In today’s video, I want to talk about the clients that are at home already with a ventilator, with the tracheostomy but don’t have the right level of support, so case in point. Having been in the Intensive Care at Home space for over a decade now here in Australia, but also having been in the Intensive Care at Home space nearly 25 years ago in Germany, I have a fair bit of insight into this world.
We are getting phone calls all the time where clients are at home on a ventilator with the tracheostomy, but they don’t have the right level of support i.e. they don’t have intensive care nurses 24 hours a day, which in many instances has simply been a death sentence, or clients go back to hospital all the time.
So, once again, case in point. This week, I had a phone call from a prospective client who we’ve been engaging with for the last few months. His wife is at home on a ventilator with a tracheostomy for a rare neurological condition and he doesn’t have the support he needs. We are helping him currently with the advocacy process with the NDIS (National Disability Insurance Scheme). But the bottom line is, he ended up taking his wife to hospital this week because simply, the support workers that he’s got there cannot manage ventilator, tracheostomy, and in this instance, the oxygen saturation dropped. His wife had multiple secretions. He needed to suction her every five minutes, and that’s simply not the scope of a family member or a support worker, it’s the scope of an intensive care nurse.
So, he ended up taking her to hospital because the NDIS, in many cases, lets people down and it’s trying to send support workers and then patients end up back in hospital all the time, that’s one of the better scenarios. But the reality is, we know of at least 7 patients in the last 10 years that have passed away at home because they didn’t have funding for 24-hour intensive care nurses, which by the way is also evidence-based.

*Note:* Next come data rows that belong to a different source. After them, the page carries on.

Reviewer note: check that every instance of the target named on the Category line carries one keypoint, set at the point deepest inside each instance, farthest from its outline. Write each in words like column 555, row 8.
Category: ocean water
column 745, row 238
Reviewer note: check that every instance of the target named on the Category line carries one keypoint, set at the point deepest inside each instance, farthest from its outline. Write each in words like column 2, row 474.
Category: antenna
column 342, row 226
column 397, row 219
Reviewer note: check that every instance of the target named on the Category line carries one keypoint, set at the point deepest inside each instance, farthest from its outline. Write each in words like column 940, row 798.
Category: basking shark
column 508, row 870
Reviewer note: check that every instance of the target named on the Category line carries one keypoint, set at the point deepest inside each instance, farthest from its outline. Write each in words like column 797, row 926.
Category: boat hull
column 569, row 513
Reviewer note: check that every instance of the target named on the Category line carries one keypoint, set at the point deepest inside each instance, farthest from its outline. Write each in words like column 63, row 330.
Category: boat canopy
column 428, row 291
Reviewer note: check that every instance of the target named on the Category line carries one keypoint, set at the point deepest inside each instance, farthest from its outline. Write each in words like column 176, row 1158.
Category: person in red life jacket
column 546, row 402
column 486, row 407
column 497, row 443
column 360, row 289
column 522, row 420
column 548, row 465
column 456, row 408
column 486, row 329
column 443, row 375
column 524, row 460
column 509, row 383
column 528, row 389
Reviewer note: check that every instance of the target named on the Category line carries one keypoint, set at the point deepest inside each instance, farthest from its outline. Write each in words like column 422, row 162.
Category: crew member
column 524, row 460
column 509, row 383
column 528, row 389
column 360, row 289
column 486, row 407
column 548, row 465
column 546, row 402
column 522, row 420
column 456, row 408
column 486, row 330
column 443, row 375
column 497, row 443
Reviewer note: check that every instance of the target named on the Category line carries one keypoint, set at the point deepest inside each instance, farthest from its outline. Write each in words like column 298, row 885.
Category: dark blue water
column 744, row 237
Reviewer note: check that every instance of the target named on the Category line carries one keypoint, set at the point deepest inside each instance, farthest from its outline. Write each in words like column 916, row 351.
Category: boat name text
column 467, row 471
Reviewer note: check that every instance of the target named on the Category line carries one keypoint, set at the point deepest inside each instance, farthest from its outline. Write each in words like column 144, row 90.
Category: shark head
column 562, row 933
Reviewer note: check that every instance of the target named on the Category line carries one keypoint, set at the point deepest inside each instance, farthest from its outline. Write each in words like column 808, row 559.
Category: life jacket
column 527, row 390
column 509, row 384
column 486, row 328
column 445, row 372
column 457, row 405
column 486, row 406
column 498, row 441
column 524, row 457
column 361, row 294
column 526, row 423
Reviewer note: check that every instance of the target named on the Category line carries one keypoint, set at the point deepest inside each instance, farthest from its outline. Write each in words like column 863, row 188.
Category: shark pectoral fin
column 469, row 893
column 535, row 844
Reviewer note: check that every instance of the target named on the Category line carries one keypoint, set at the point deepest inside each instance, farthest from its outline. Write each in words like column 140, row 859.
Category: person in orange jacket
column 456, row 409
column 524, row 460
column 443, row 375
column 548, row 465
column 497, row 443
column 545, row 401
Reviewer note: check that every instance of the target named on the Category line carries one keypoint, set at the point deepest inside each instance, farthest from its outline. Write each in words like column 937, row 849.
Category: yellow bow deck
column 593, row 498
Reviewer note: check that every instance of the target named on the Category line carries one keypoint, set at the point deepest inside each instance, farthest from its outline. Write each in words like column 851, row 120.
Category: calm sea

So, we’re not making this up because we’re running Intensive Care at Home, there’s actually evidence behind it.
So, if you go to our website, intensivecareathome.com, there’s a section on the website, the Mechanical Home Ventilation Guidelines, which are evidence based. Those Mechanical Home Ventilation Guidelines are a result of nearly 25 years of Intensive Care at Home nursing in Germany and nearly over 10 years Intensive Care at Home nursing in Australia. So, the bottom line is there’s actually evidence.